法華狼の日記

他名義は“ほっけ”等。主な話題は、アニメやネットや歴史認識の感想。ときどき著名人は敬称略。

『幻想即興曲 - 響季姉妹探偵 ショパン篇』西澤保彦著

数十年前の貸本屋で、ある男の腹に包丁が刺された。その直後、黒衣の女と、男の妻に横恋慕していた若者が目撃される。
すぐに犯人として捕まったのは男の妻。しかし同時刻に別の場所で、妻がピアノの前に座っている後姿を、少女と少年が目撃していた。
その少女はやがて小説家を目指し、事件を題材とした原稿を書き上げかけたのだが……


この著者らしく、音楽と同性愛を耽美に描きつつ、身勝手で利己的な悪意があばかれていく。しかし遠い過去の事件であることと、姉妹探偵の性格のおかげで、他の作品に比べるととげとげしさは少ない。
物語の大半は作中作で、それを前後からはさむように、原稿をあずけられた姉妹の推理が展開される。だから地の文は必ずしも信用してはならない。

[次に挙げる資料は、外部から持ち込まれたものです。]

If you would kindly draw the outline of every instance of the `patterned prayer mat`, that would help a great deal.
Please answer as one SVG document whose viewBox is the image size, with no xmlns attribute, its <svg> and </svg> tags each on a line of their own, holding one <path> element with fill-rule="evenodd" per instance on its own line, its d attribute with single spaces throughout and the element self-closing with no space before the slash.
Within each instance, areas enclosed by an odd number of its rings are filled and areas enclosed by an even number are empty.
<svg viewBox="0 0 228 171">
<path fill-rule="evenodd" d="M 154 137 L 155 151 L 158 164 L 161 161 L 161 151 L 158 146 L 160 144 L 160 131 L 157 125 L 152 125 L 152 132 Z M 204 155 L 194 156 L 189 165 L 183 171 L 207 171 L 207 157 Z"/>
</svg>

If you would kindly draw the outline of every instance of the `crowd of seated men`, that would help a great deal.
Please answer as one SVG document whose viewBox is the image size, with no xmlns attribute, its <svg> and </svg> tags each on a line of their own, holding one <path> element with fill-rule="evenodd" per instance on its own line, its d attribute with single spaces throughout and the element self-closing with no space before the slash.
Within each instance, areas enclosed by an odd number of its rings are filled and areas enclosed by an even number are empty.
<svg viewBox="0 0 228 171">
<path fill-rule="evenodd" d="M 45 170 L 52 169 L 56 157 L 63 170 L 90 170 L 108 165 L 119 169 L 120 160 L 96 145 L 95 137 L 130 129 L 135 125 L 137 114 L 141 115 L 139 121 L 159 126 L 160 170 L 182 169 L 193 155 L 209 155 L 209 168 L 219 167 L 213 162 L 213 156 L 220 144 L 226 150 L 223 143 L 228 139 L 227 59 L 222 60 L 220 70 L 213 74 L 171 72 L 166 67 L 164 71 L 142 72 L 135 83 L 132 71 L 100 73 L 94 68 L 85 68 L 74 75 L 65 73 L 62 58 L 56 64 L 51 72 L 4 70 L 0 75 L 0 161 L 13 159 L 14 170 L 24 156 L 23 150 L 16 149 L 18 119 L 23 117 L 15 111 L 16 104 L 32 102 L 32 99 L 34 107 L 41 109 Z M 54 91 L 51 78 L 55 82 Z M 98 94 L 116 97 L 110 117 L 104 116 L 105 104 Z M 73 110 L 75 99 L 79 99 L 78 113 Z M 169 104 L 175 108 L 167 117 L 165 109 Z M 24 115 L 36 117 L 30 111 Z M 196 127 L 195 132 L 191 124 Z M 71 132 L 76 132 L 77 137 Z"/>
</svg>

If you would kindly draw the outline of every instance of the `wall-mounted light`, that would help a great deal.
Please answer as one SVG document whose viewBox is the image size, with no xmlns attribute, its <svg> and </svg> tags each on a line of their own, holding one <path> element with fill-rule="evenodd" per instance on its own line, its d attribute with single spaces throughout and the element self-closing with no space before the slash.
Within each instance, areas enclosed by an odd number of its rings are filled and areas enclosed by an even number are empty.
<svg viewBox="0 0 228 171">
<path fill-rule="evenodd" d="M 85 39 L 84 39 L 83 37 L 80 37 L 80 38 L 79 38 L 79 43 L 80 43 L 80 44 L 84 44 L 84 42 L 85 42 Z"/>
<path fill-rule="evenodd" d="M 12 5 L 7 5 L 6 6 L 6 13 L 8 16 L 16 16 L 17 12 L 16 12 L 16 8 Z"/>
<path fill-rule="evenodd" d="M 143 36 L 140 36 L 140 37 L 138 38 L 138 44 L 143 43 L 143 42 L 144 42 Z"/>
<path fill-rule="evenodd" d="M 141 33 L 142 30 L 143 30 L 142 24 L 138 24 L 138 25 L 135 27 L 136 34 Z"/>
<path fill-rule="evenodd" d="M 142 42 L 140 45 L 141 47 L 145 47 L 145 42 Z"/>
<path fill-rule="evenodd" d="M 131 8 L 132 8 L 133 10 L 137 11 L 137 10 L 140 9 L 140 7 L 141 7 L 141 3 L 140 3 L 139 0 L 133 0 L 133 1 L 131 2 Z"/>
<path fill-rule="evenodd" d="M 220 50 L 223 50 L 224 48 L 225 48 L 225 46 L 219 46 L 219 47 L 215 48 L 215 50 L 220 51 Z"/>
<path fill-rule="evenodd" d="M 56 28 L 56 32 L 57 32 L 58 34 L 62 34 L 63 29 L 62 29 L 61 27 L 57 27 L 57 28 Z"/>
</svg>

ミステリ部分はシンプルな真相で、事件だけとりだせば短編で完結させられそう。トリックは古典的なものが語られるだけで、人間の動きや思惑のからみあいで謎が生まれて解明される。
誰が刺したのかという真相については、示唆しつづけながら物語の主軸から絶妙に外しつづた技巧が良い。とある人物の序盤の行動には大きな違和感があったが、その後につづく物語の流れで完全にめくらましさせられてしまった。
思惑を隠した人物が複数いるが、その思惑の物語における位置づけを隠しているので、真相を把握するためには事件以外の細かな謎も解かなければならない。逆に、事件と関係ないパートでも謎が生まれては解明されていくので、物語の先行きに興味をもちつづけることができた。


ごく個人的な印象として、2012年に書き下ろされた作品のはずなのに、奇妙な既視感がつきまとって離れなかった。ちゃんと真相では驚けたし未読だとは思うが、事件の状況や他のディテールにどこかで読んだかのような印象があった。
ただ、この著者らしく記憶の錯誤もとりいれられた作品であり、貸本屋で起きた殺人事件という設定には郷愁も感じさせるし、作品と読者が二重写しになったかのような感覚と思っておけばいいのかな。